We can calculate variable distributions; the figure shows a pie chart of malignant (1) versus benign (0) tumors in the dataset.

As depicted in the image, malignant tumors represent 35% of the samples, and benign tumors represent approximately 65%.

Input-target correlations

The input-target correlations indicate which factors most influence whether a tumor is malignant or benign and, therefore, are more relevant to our analysis.

Here, the most correlated variables with malignant tumors are cell size uniformity, cell shape uniformity, and bare nuclei.

3. Neural network

A neural network is an artificial intelligence model inspired by how the human brain processes information.

It is organized in layers: the input layer receives the variables, and the output layer provides the probability of belonging to a given class.

The network uses historical data to learn patterns distinguishing benign from malignant tumors.

The network uses nine diagnostic variables to output the probability of a malignant tumor, with connections showing each variable’s contribution to the prediction.

4. Training strategy

Training a neural network uses a loss function to measure errors and an optimization algorithm to adjust the model, ensuring it learns from data while avoiding overfitting for good performance on new cases.

The network was trained to minimize errors while avoiding overfitting, achieving stable performance on new cases (training error 0.054, validation error 0.072).

5. Testing Analysis

The objective of the testing analysis is to validate the generalization performance of the trained neural network.

ROC curve

The ROC curve is a standard tool to evaluate a classification model, showing how well it distinguishes between two classes by comparing predicted results with actual outcomes.

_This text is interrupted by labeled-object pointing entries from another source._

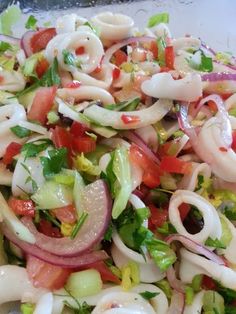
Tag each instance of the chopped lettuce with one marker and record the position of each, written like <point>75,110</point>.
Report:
<point>53,195</point>
<point>121,169</point>
<point>8,18</point>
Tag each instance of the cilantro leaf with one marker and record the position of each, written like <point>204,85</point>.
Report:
<point>32,149</point>
<point>4,46</point>
<point>147,295</point>
<point>157,19</point>
<point>31,23</point>
<point>55,162</point>
<point>20,132</point>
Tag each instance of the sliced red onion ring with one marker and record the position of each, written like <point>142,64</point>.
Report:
<point>97,203</point>
<point>10,40</point>
<point>136,139</point>
<point>67,262</point>
<point>226,130</point>
<point>215,77</point>
<point>110,51</point>
<point>177,303</point>
<point>196,248</point>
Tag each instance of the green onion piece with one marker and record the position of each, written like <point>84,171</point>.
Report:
<point>157,19</point>
<point>79,224</point>
<point>84,283</point>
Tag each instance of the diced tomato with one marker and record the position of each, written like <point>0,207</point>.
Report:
<point>120,57</point>
<point>22,207</point>
<point>169,57</point>
<point>152,172</point>
<point>83,144</point>
<point>46,275</point>
<point>41,38</point>
<point>116,73</point>
<point>208,283</point>
<point>66,214</point>
<point>62,138</point>
<point>78,129</point>
<point>47,228</point>
<point>158,216</point>
<point>12,150</point>
<point>80,51</point>
<point>172,164</point>
<point>105,272</point>
<point>42,104</point>
<point>184,209</point>
<point>73,84</point>
<point>41,67</point>
<point>128,119</point>
<point>234,140</point>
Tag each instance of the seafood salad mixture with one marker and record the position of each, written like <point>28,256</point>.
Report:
<point>117,169</point>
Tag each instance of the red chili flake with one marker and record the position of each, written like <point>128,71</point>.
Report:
<point>223,149</point>
<point>127,119</point>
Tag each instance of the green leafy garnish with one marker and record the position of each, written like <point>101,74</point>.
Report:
<point>8,18</point>
<point>79,224</point>
<point>129,105</point>
<point>147,295</point>
<point>4,46</point>
<point>200,62</point>
<point>55,162</point>
<point>32,149</point>
<point>20,132</point>
<point>31,23</point>
<point>157,19</point>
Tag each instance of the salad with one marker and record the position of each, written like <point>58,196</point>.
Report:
<point>117,173</point>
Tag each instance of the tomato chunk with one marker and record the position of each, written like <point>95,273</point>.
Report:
<point>46,275</point>
<point>12,150</point>
<point>42,104</point>
<point>22,207</point>
<point>172,164</point>
<point>41,38</point>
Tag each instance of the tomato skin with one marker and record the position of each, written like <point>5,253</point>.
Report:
<point>169,57</point>
<point>12,150</point>
<point>22,207</point>
<point>128,119</point>
<point>172,164</point>
<point>46,275</point>
<point>41,67</point>
<point>78,129</point>
<point>66,214</point>
<point>41,38</point>
<point>158,216</point>
<point>42,104</point>
<point>46,228</point>
<point>120,57</point>
<point>83,144</point>
<point>233,145</point>
<point>105,272</point>
<point>208,283</point>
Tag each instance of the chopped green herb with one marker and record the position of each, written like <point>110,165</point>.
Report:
<point>157,19</point>
<point>147,295</point>
<point>4,46</point>
<point>32,149</point>
<point>55,162</point>
<point>79,224</point>
<point>20,132</point>
<point>31,23</point>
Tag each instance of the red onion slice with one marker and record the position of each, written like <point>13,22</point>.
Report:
<point>97,203</point>
<point>10,40</point>
<point>110,51</point>
<point>177,303</point>
<point>136,139</point>
<point>66,262</point>
<point>196,248</point>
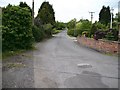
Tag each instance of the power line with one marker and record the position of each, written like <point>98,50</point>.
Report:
<point>91,15</point>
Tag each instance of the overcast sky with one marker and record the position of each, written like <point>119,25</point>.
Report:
<point>65,10</point>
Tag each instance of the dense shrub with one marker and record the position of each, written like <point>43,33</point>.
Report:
<point>70,32</point>
<point>17,28</point>
<point>38,33</point>
<point>48,30</point>
<point>55,31</point>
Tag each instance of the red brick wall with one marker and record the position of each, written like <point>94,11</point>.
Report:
<point>101,45</point>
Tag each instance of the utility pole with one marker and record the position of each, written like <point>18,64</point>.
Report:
<point>91,15</point>
<point>75,27</point>
<point>111,17</point>
<point>32,12</point>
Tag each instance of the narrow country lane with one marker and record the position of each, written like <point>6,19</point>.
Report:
<point>57,64</point>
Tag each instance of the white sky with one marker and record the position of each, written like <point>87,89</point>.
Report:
<point>65,10</point>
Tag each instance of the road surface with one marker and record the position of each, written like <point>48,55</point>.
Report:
<point>60,62</point>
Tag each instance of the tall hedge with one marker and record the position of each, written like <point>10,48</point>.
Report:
<point>17,28</point>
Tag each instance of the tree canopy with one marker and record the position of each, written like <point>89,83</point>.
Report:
<point>46,13</point>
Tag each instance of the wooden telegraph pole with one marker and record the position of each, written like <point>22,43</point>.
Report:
<point>32,12</point>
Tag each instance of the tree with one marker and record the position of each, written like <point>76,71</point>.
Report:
<point>24,5</point>
<point>46,13</point>
<point>104,15</point>
<point>16,29</point>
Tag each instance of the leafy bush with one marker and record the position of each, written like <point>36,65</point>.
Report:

A random classifier scores 0.5, while a perfect classifier scores 1.

The model achieved an AUC of 0.997, indicating excellent discrimination between benign and malignant tumors.

Confusion matrix

The confusion matrix shows the model’s performance by comparing predicted and actual diagnoses. It includes:

true positives – tumors correctly identified as malignant
false positives – benign tumors incorrectly identified as malignant
false negatives – malignant tumors incorrectly identified as benign
true negatives – tumors correctly identified as benign

For a decision threshold of 0.5, the confusion matrix was:

	Predicted positive	Predicted negative
Real positive	47	0
real negative	2	87

In this case, 98.53% of cases were correctly classified and 1.47% were misclassified.

Binary classification

The performance of this binary classification model is summarized with standard measures:

Accuracy: 98.5% of tumors were correctly classified.
Error rate: 1.5% of cases were misclassified.
Sensitivity: 100% of malignant tumors were correctly identified.
Specificity: 98% of benign tumors were correctly identified.

The model correctly identifies nearly all malignant and benign tumors, confirming its high diagnostic performance.

6. Model deployment

Once validated, the model can be deployed to predict malignancy probabilities for new patients.

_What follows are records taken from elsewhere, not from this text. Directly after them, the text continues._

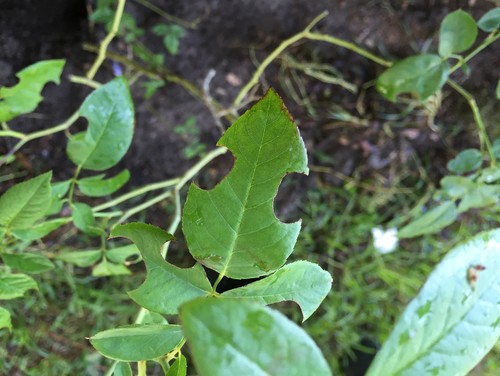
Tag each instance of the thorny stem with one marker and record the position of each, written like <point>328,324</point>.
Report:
<point>483,136</point>
<point>101,56</point>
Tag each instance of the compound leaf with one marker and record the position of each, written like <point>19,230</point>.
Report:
<point>15,285</point>
<point>454,320</point>
<point>25,96</point>
<point>490,21</point>
<point>457,33</point>
<point>26,202</point>
<point>135,343</point>
<point>423,75</point>
<point>231,337</point>
<point>166,286</point>
<point>232,228</point>
<point>110,113</point>
<point>96,186</point>
<point>431,222</point>
<point>28,262</point>
<point>302,282</point>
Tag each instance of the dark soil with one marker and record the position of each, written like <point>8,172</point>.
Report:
<point>229,37</point>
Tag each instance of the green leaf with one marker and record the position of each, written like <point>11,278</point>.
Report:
<point>59,190</point>
<point>454,320</point>
<point>490,175</point>
<point>166,286</point>
<point>480,197</point>
<point>110,113</point>
<point>466,161</point>
<point>231,337</point>
<point>83,217</point>
<point>25,96</point>
<point>120,255</point>
<point>490,20</point>
<point>302,282</point>
<point>232,228</point>
<point>28,262</point>
<point>15,285</point>
<point>458,32</point>
<point>179,367</point>
<point>107,269</point>
<point>123,369</point>
<point>39,230</point>
<point>457,186</point>
<point>96,186</point>
<point>26,202</point>
<point>80,258</point>
<point>5,319</point>
<point>135,343</point>
<point>431,222</point>
<point>423,75</point>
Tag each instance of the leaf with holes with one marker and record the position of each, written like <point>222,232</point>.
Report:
<point>454,320</point>
<point>134,343</point>
<point>302,282</point>
<point>110,113</point>
<point>25,96</point>
<point>457,33</point>
<point>166,286</point>
<point>229,337</point>
<point>232,228</point>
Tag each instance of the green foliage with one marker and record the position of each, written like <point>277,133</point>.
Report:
<point>25,96</point>
<point>229,337</point>
<point>25,203</point>
<point>110,113</point>
<point>448,330</point>
<point>302,282</point>
<point>458,32</point>
<point>421,74</point>
<point>137,342</point>
<point>490,21</point>
<point>97,186</point>
<point>232,228</point>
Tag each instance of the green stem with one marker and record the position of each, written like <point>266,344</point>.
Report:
<point>304,34</point>
<point>168,17</point>
<point>483,136</point>
<point>135,193</point>
<point>84,81</point>
<point>32,136</point>
<point>141,368</point>
<point>101,56</point>
<point>489,40</point>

In deployment mode, healthcare professionals can use the model as a reliable diagnostic support tool for classifying new patients.

The Neural Designer software exports the trained model automatically, making it easy to integrate into clinical practice.

Conclusions

The breast cancer diagnostic model, developed with the University of Wisconsin dataset, showed excellent performance (AUC = 0.997, accuracy = 98.5%) in distinguishing benign from malignant tumors.

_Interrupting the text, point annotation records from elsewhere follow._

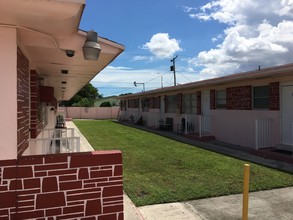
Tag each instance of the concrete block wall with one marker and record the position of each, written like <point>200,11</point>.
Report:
<point>63,186</point>
<point>239,98</point>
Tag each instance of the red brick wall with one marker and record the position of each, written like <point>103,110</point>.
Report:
<point>66,186</point>
<point>274,99</point>
<point>213,99</point>
<point>239,98</point>
<point>22,102</point>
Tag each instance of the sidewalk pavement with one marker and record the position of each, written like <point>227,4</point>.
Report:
<point>263,205</point>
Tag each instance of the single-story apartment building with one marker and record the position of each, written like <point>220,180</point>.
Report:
<point>45,58</point>
<point>251,109</point>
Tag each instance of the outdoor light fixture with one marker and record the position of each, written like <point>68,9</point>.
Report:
<point>91,48</point>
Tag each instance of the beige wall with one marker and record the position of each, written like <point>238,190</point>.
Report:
<point>8,95</point>
<point>90,113</point>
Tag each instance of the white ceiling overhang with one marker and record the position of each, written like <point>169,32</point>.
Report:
<point>46,29</point>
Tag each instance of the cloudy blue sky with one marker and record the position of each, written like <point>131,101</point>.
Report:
<point>211,38</point>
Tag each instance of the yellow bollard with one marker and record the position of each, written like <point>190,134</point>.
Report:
<point>245,192</point>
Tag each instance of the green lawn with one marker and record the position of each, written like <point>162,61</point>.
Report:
<point>160,170</point>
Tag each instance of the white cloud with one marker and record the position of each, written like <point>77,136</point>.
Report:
<point>115,81</point>
<point>259,33</point>
<point>162,46</point>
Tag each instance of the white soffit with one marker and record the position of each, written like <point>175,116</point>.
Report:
<point>59,20</point>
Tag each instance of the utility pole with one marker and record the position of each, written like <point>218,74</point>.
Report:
<point>135,84</point>
<point>172,68</point>
<point>161,79</point>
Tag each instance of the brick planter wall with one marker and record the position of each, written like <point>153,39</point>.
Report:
<point>64,186</point>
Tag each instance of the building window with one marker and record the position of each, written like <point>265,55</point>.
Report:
<point>145,104</point>
<point>42,115</point>
<point>261,97</point>
<point>172,104</point>
<point>189,104</point>
<point>221,99</point>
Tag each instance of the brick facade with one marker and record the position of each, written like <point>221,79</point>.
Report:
<point>239,98</point>
<point>64,186</point>
<point>22,102</point>
<point>213,99</point>
<point>274,96</point>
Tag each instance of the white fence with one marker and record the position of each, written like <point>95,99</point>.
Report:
<point>53,141</point>
<point>263,133</point>
<point>90,112</point>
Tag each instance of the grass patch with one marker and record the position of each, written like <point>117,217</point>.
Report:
<point>161,170</point>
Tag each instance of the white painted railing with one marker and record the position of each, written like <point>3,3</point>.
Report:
<point>53,141</point>
<point>204,125</point>
<point>263,133</point>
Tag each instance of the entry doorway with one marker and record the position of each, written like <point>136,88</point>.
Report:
<point>287,114</point>
<point>205,118</point>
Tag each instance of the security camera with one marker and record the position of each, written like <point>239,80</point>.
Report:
<point>70,53</point>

Key features—cell size and shape uniformity, and bare nuclei—align with pathological criteria, confirming clinical validity.

With strong generalization capacity, this neural network can serve as a valuable decision-support tool, enhancing early detection, complementing FNA biopsy interpretation, and improving diagnostic accuracy in clinical practice.

References

We have obtained the data for this problem from the UCI Machine Learning Repository.
Wolberg, W.H., & Mangasarian, O.L. (1990). Multisurface method of pattern separation for medical diagnosis applied to breast cytology. In Proceedings of the National Academy of Sciences, 87, 9193–9196.
Zhang, J. (1992). Selecting typical instances in instance-based learning. In Proceedings of the Ninth International Machine Learning Conference (pp. 470–479). Aberdeen, Scotland: Morgan Kaufmann.